The Tai Tam Tuk Reservoir was completed in 1928 and put into operation since then. However, the Tai Tam water supply system could only help relieve the water supply to the eastern and central part of Hong Kong Island. The western district and Sheung Wan were still suffering from water shortage problem at that time. The government therefore started the Aberdeen reservoir project. The project included the construction of a new reservoir with a storage capacity of 175 million gallons, building of roads and a pumping station and expanding the Tai Shing Reservoir of the Tai Shing Paper Manufacturing Company (currently the Aberdeen Technical College [should this be AT “School”?]). The construction of the Aberdeen Upper Reservoir started in 1929 and finished by the end of 1931. On 15 December 1931 the Governor, William Peel, officiated at the opening ceremony. The dam was made of concrete with a length of 400 feet and a height of 138 feet and held 175 million gallons of water.

In 1930, the government decided to convert the reservoir of Tai Shing Paper Manufacturing Company built in 1890s. The extension of Tai Shing Reservoir included strengthening and increasing the height of its dam so as to increase the storage capacity of the original reservoir to 91 million gallons of water (126 million m3).” (2)

And from Wikipedia: “The Lower Aberdeen Reservoir, with a capacity of 44.2 million imperial gallons (201,000 m3), was originally a private reservoir owned by Tai Shing Paper Factory, built in 1890, which also provided water to nearby residents. The Government bought the reservoir at a price of HK$460,000 and expanded it to a capacity of 91 million imperial gallons (410,000 m3).” (3)

The image on the Home Page is of Upper & Lower Aberdeen Reservoirs Courtesy: WSDept

This article was first posted on 22nd January 2016.


  1. Wikipedia – Aberdeen Reservoirs 


One comment

  • Jennifer Lang

    There is a recent post on Gwulo.com about the Aberdeen Paper Mills, also known as the Tai Shing Paper Manufacturing Company as well as a link to the 1 August 1892 China Mail article about the site (page 3). Evidently, the company was established by Messrs Bertrams, Limited from Edinburgh Scotland in 1890 who desired to construct a paper manufacturing company based on European principles with the latest and best machinery better than rivals in China and equal to many works in England and Scotland. The paper was made from the substances of rags and straw. The site chosen was in Aberdeen which is now the site of the Aberdeen Industrial School. Work on the site began in 1890, and the mill started production on 14 January 1892. The mill building was a substantial 3-story brick building with a granite foundation. There were two bungalows for housing the four European paper makers as well as quarters for the Chinese workers. The mill was illuminated with incandescent electric light and was in operation 24 hours a day except on Sunday with a production of 25-30 tons of paper per week Because water is required for the manufacture of paper, water from the numerous streams on the hillside were collected into a reservoir capable of storing 44,000,000 gallons of water.

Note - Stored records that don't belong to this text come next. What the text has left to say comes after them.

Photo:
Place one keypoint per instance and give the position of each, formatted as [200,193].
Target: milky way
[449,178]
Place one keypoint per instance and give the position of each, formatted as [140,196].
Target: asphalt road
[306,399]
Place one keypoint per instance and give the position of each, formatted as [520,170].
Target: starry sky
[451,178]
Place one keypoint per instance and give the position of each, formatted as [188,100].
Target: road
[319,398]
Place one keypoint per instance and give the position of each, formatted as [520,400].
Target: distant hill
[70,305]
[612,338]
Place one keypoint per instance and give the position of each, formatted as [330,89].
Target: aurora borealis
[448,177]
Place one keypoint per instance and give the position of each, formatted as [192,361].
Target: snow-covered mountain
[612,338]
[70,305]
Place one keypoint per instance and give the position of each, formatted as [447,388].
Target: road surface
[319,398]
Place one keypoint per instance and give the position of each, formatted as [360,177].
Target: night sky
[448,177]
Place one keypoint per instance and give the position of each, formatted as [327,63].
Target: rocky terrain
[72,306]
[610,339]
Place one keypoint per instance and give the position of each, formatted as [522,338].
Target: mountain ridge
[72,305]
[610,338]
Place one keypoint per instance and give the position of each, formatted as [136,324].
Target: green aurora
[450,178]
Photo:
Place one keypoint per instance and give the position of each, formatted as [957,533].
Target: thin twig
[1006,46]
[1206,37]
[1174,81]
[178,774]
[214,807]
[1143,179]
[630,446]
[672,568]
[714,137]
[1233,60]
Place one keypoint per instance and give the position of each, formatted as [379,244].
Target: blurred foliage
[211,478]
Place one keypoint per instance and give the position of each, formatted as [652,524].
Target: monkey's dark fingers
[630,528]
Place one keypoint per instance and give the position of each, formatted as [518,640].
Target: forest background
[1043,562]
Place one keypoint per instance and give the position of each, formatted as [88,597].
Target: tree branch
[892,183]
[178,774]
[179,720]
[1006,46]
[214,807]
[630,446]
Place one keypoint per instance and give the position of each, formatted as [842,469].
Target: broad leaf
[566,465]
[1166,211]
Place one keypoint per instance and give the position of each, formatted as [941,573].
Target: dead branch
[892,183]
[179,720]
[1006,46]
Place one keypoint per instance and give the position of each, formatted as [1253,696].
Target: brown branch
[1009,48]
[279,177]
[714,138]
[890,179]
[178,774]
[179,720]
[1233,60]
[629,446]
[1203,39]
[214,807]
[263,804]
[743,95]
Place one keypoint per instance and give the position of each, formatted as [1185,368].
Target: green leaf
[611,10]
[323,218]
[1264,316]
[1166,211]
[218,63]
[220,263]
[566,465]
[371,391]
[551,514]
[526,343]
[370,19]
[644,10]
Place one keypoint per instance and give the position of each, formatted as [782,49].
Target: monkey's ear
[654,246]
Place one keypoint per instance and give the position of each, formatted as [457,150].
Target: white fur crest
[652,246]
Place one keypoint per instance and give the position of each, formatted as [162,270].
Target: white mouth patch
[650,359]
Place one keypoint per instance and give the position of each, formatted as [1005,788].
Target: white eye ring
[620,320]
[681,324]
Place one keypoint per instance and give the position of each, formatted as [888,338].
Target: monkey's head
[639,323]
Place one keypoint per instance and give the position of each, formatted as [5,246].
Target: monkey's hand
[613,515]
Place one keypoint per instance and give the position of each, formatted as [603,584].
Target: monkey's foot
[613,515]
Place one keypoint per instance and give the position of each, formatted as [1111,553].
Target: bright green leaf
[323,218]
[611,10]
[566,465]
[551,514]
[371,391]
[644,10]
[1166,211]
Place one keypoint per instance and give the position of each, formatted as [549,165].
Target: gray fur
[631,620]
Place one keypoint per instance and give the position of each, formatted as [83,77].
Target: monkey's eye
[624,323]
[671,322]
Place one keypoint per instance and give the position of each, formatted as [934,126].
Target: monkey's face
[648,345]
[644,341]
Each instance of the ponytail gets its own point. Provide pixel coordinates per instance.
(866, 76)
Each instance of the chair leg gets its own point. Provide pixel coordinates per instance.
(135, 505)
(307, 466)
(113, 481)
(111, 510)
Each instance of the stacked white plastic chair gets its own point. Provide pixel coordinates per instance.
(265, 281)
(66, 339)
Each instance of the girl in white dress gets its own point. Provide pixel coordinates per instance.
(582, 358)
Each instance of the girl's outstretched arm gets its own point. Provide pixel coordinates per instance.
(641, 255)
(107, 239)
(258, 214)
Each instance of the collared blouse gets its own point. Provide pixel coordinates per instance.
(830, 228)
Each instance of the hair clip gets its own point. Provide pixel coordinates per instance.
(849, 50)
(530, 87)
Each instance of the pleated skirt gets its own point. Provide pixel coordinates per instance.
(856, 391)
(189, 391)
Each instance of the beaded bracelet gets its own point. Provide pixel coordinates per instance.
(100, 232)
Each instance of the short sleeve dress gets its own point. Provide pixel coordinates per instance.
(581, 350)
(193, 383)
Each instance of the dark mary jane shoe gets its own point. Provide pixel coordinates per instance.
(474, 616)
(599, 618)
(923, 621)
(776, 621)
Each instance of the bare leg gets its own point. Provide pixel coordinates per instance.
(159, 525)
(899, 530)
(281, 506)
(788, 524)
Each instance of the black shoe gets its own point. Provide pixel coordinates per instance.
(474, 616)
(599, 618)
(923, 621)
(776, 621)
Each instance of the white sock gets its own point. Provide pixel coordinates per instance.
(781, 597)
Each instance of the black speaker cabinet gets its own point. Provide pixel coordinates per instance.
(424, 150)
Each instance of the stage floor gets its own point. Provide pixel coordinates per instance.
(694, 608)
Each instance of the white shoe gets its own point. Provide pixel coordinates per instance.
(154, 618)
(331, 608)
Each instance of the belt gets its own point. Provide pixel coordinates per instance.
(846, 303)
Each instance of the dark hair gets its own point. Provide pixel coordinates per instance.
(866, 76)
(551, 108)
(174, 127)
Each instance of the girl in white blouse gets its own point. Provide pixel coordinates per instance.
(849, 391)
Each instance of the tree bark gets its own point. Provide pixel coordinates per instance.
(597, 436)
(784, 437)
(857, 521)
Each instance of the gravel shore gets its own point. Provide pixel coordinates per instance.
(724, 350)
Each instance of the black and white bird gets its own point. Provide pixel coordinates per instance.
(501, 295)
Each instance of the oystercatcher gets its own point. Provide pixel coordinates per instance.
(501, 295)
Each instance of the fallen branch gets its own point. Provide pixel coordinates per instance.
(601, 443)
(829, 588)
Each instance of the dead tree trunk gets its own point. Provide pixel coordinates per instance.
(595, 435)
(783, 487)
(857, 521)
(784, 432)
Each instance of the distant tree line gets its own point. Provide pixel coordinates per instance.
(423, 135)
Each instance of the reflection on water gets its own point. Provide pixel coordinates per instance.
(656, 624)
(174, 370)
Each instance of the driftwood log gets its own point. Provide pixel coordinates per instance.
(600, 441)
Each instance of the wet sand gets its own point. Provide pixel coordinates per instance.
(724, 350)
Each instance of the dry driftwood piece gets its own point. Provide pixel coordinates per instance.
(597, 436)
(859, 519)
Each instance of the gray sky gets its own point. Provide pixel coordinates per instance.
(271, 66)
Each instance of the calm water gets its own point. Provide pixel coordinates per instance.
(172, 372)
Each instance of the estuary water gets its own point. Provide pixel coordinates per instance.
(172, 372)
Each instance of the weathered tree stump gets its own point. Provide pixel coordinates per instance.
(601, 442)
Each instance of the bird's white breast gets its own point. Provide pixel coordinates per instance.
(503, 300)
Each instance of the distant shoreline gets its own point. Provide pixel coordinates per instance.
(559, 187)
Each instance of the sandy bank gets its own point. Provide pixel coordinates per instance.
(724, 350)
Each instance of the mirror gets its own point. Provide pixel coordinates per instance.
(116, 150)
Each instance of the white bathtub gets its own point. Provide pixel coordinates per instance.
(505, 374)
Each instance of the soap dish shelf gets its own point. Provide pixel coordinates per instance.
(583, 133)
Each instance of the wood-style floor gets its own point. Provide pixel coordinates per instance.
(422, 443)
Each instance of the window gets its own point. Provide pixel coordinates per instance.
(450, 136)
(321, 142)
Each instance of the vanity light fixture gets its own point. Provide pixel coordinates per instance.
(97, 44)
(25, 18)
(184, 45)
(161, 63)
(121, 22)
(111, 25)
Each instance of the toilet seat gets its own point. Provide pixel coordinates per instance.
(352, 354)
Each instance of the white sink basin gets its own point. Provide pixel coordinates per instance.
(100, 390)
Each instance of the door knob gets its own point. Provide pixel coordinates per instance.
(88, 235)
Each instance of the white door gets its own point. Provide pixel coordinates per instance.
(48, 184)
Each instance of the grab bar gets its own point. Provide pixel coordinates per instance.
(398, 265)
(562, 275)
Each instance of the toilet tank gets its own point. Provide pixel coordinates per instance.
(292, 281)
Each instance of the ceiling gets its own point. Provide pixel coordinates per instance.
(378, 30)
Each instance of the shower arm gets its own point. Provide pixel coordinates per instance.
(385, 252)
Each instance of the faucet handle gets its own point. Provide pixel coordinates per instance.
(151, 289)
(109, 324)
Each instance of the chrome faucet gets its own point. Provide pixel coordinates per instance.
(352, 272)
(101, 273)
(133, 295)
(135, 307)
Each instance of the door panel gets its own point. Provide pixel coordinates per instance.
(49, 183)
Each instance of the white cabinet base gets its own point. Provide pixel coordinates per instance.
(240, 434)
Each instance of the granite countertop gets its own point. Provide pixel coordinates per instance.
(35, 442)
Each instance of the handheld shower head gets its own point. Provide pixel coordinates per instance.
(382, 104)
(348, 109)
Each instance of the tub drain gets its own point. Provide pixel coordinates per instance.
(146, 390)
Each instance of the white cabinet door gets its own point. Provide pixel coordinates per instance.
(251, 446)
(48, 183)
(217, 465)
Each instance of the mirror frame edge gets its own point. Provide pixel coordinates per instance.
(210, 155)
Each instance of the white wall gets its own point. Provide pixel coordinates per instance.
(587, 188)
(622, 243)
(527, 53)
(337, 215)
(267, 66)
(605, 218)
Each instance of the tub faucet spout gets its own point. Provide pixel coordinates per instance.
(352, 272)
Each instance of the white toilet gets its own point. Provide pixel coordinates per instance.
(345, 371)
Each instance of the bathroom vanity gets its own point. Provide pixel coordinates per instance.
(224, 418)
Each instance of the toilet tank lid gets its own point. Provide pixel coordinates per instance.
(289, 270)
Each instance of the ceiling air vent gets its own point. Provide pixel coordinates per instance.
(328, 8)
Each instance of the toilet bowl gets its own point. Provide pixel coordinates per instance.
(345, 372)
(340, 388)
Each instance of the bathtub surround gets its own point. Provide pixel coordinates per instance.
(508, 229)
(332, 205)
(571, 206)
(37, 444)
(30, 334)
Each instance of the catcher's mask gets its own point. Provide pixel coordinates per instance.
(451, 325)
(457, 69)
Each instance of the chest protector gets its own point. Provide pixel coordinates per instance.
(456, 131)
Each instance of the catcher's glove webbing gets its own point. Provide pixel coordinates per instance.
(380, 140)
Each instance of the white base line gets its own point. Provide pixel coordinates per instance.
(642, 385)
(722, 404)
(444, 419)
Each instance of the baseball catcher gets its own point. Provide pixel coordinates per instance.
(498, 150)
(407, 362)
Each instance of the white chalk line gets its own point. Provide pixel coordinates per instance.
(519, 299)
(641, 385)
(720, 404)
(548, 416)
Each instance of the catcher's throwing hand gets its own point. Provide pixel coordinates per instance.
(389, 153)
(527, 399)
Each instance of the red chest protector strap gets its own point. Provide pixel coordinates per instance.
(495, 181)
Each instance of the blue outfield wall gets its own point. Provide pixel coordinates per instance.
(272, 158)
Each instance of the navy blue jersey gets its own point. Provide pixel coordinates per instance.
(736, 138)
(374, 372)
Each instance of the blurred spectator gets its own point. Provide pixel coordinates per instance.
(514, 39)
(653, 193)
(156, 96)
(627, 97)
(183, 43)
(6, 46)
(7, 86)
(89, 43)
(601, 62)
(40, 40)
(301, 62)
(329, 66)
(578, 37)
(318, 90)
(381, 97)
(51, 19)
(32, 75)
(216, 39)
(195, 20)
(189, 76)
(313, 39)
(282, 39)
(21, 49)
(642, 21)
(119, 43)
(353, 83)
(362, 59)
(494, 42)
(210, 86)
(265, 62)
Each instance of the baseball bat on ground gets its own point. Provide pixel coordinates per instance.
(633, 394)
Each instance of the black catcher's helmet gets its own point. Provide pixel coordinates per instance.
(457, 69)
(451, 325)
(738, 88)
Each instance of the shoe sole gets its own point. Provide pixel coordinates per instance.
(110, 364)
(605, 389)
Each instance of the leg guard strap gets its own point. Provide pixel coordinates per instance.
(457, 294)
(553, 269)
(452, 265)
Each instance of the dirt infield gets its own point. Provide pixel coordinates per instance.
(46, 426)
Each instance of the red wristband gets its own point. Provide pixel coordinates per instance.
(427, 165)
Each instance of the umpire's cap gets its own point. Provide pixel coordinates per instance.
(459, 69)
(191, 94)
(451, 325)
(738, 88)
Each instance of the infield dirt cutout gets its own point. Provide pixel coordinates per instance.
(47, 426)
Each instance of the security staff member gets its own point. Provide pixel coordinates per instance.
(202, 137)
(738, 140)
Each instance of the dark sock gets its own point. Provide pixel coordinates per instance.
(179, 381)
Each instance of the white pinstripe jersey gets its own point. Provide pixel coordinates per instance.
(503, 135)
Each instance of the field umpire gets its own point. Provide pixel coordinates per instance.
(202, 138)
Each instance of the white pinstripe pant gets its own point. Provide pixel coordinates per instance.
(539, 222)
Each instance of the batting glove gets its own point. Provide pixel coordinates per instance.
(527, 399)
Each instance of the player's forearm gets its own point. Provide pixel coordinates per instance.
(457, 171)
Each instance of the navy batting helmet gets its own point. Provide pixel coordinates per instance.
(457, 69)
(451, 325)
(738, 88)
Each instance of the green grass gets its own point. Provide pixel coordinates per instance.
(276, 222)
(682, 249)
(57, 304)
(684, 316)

    In 1930 the Hong Kong government took possession of the site because of the reservoir, and the reservoir was modified, reconstructed and became with increased capacity a part of the Aberdeen Valley Water Scheme project providing fresh water to the western part of Hong Kong Island. See Pui-yin Ho, Water for a Barren Rock: 150 Years of Water Supply in Hong Kong (Hong Kong: Commercial Press, 2001): 29 and 32, and Hong Kong Hansard, Hong Kong Legislative Council, (5 September 1929), “The Colony’s Waterworks”, page 137.

    It is interesting to note the the reservoir for the Tai Shing Paper Manufacturing Company was only one of two examples in 19th century Hong Kong of companies securing private water rights and constructing private reservoirs; the other example is the Taikoo Sugar Refinery in Quarry Bay.